Hamburg. Der Hamburger Mäzen Jan Philipp Reemtsma wurde vor seiner Villa überfallen. Klaus Püschel war einer der ersten am Tatort.

Es gilt als eines der spektakulärsten Verbrechen in Deutschland: die Entführung des Hamburger Millionärs und Mäzen Jan Philipp Reemtsma, der vor seiner Villa in Hamburg überfallen und verschleppt wurde und schließlich nach wochenlanger Gefangenschaft gegen ein Rekordlösegeld freikam.

Und dann ist da einer seiner Geiselnehmer, dessen Leben etliche Jahre nach der Verbüßung seiner Haftstrafe an der portugiesischen Algarve endete – dort, wo die Küste bis zu 40 Meter steil ins Meer abfällt.
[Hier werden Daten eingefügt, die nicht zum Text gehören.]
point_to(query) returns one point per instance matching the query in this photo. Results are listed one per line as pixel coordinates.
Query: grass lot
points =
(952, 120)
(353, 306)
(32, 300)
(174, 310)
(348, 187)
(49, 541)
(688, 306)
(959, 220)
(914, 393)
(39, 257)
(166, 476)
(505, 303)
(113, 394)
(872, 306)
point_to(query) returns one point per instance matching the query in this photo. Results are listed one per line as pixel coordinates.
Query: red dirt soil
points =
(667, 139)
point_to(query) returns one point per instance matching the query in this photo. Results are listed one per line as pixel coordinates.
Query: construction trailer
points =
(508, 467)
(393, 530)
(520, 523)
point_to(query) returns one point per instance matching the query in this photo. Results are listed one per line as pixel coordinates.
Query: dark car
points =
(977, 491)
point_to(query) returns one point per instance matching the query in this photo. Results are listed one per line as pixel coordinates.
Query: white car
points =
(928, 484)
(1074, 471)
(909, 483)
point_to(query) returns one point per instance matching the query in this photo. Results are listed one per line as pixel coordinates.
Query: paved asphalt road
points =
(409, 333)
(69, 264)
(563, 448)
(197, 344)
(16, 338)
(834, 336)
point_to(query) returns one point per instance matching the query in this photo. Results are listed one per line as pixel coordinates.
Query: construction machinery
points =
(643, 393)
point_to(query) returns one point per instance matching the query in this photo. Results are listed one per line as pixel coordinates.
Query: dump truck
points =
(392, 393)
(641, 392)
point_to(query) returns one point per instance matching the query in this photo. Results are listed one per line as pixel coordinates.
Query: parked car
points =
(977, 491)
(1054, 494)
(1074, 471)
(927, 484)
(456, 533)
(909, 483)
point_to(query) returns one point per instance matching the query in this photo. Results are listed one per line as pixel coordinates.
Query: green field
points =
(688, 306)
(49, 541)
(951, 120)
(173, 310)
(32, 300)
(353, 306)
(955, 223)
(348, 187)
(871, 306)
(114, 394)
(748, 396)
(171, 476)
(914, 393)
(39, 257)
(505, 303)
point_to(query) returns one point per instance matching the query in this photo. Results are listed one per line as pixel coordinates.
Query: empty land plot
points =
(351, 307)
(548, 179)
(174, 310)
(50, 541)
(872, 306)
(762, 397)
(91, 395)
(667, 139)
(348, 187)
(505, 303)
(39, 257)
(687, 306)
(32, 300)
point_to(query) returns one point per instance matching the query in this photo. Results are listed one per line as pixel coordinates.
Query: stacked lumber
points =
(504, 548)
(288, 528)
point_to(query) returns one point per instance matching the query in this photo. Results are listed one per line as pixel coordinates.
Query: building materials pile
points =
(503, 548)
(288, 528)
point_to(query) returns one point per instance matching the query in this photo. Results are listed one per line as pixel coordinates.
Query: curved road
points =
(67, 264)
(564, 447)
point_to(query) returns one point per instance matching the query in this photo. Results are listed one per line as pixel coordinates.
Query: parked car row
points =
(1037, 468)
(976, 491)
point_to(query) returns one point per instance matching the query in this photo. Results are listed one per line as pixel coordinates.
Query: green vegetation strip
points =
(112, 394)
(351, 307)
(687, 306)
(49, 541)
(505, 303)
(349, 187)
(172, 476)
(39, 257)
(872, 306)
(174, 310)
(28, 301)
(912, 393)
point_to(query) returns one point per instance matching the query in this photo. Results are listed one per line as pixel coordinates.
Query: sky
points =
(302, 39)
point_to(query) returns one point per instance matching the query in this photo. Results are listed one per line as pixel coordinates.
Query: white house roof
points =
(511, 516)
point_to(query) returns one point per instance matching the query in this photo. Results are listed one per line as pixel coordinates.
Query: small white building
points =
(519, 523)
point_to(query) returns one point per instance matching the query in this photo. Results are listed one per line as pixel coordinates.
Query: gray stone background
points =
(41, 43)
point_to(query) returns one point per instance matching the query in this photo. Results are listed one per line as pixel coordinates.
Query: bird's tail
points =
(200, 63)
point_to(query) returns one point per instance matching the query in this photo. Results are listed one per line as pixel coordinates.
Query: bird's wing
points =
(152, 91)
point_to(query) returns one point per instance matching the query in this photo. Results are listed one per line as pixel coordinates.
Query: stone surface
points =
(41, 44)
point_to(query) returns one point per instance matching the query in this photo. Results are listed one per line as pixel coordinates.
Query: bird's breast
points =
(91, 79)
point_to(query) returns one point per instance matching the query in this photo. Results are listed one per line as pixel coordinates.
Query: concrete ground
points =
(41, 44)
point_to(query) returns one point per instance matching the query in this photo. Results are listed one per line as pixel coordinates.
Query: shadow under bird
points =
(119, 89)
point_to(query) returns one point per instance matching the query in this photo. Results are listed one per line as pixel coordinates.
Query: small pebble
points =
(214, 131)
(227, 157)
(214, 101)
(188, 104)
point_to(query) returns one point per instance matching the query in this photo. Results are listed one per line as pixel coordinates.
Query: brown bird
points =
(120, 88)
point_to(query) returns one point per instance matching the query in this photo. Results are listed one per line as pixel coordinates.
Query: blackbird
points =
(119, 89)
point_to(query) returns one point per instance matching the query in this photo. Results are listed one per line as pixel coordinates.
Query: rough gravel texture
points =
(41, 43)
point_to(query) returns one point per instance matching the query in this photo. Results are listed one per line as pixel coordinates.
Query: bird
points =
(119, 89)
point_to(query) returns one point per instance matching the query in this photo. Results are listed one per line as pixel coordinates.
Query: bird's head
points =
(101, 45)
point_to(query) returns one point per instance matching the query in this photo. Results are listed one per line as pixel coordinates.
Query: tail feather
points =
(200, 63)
Es ist der Ort, der als das „Ende der Welt“ gilt.

Püschel erzählt vom Anfang der Reemtsma-Entfürhung

„Der Anfang und das Ende: Ich war in beide Geschehnisse, die 18 Jahre auseinanderliegen, involviert“, sagt Rechtsmediziner Klaus Püschel im Abendblatt-Crime-Podcast „Dem Tod auf der Spur“ mit Gerichtsreporterin Bettina Mittel­acher. „Bei der Entführung des Hamburger Millionärs und Sozialforschers Jan Philipp Reemtsma am 25. März 1996 war ich einer der Ersten, die in das Verbrechen eingeweiht wurden, und einer der Ersten am Tatort.

Und den Schluss markierte meine Reise an den Ort, der als das Ende der Welt bezeichnet wird – und der auch das Ende von Wolfgang Koszics markierte. Er war einer der Entführer Reemtsmas. Die Frage war: War der Tod von Koszics, der die berühmten Klippen an der portugiesischen Algarve herunterstürzte, ein Suizid? Oder war es ein raffinierter Mord, bei dem der 72-Jährige den Steilhang hinuntergestoßen wurde?“

Reemtsma-Entführung: Geiselnehmer ließen Handgranate zurück

„Denkbar als Motiv wäre gewesen, dass ein unberechenbarer Mitwisser und Mittäter an einem der längsten und aufsehenerregendsten Entführungsdramen der deutschen Kriminalgeschichte beseitigt werden sollte“, erklärt Mittelacher. „Das war eine Theorie.“ Das Autoren-Duo hat diesen Fall auch in seinem Krimi-Sachbuch „Tote lügen nicht“ dargestellt.

Bei der Entführung Reemtsmas von seinem Blankeneser Grundstück haben die Geiselnehmer eine Handgranate zurückgelassen, die als Art Briefbeschwerer für einen Zettel fungierte. „Ich habe den Originalzettel damals noch gesehen“, schildert Püschel. „Wir haben Herrn Reemtsma entführt“, heißt es in dem Schreiben, verbunden mit einer Lösegeldforderung.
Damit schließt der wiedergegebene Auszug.